If in doubt, overdress. That doesn’t mean flamboyant outfits that make you look a little too eccentric, it means smart work wear. Career coaches always used to recommend business wear for interviews but this term doesn’t mean the same now as it did even a few years ago. These days a lot of workplaces accept fairly casual workwear and even in professional services environments suits and ties are far rarer than they once were. When it comes to interview though, don’t dress as you would if you worked there, dress for an interview. That means a suit or other smart clothing, with a jacket where possible and clean, formal shoes.
Some HVAC interviews are very structured whereas others are quite chatty and informal. If it’s the latter, don’t be fooled into thinking you can behave differently. You are still being interviewed and even if you feel comfortable enough to comment on the décor of the room or the trouble you had parking, keep your thoughts to yourself. Be polite and respectful at all times to everyone you meet, including the receptionist.
Timekeeping is a key quality that almost every interviewer will be looking for in a candidate. If you can’t arrive in time for your HVAC job interview, they are bound to be wondering whether you’ll turn up late for work each day. We have all had nightmare commutes in our time and interview day may be no exception. There is nothing you can do if your train is delayed or there’s a bus strike but you can telephone ahead to let the interviewer know what’s happened. That way they are more likely to give you the benefit of the doubt when you miss your time slot.
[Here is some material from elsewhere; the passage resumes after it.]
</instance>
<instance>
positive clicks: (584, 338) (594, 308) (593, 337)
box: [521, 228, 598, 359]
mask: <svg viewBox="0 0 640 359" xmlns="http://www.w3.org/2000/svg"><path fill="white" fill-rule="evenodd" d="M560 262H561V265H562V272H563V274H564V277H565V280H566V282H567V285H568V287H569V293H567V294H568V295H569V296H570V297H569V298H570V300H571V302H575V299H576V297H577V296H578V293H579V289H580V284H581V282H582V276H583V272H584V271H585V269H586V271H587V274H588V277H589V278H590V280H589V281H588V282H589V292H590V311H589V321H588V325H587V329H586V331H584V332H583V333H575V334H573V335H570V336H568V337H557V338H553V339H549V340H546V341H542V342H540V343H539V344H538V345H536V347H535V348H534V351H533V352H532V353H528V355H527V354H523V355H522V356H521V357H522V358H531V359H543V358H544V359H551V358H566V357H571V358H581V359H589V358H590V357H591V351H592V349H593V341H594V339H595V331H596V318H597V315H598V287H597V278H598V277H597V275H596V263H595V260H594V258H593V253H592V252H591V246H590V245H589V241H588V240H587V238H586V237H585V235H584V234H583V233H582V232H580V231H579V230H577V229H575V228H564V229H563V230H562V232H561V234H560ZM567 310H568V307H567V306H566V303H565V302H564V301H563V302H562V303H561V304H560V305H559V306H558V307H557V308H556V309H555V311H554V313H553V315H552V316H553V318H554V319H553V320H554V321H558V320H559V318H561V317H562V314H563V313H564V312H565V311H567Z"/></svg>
It is worth doing a dummy run if you are driving to the interview so that you know exactly how much time to give yourself and also where to park.
There are few things more off putting for an interviewer than having a candidate in front of them whose mobile phone goes off half way through the conversation. Not only does it show thoughtlessness and lack of respect, it also disrupts the mood and can be very difficult to recover from. A lot of interviewers will even tell you of candidates who have answered their phone mid interview, after which they have been promptly asked to leave.
In business you never know who knows who and where you will meet people again. The person interviewing you may know or have worked closely with a previous employer or colleague of yours but even if they haven’t, they won’t want to hear your opinions. It’s a matter of trust – if you’re saying bad things about past employers, what might you say about future employers? Be diplomatic when discussing other companies and colleagues and keep your views to yourself.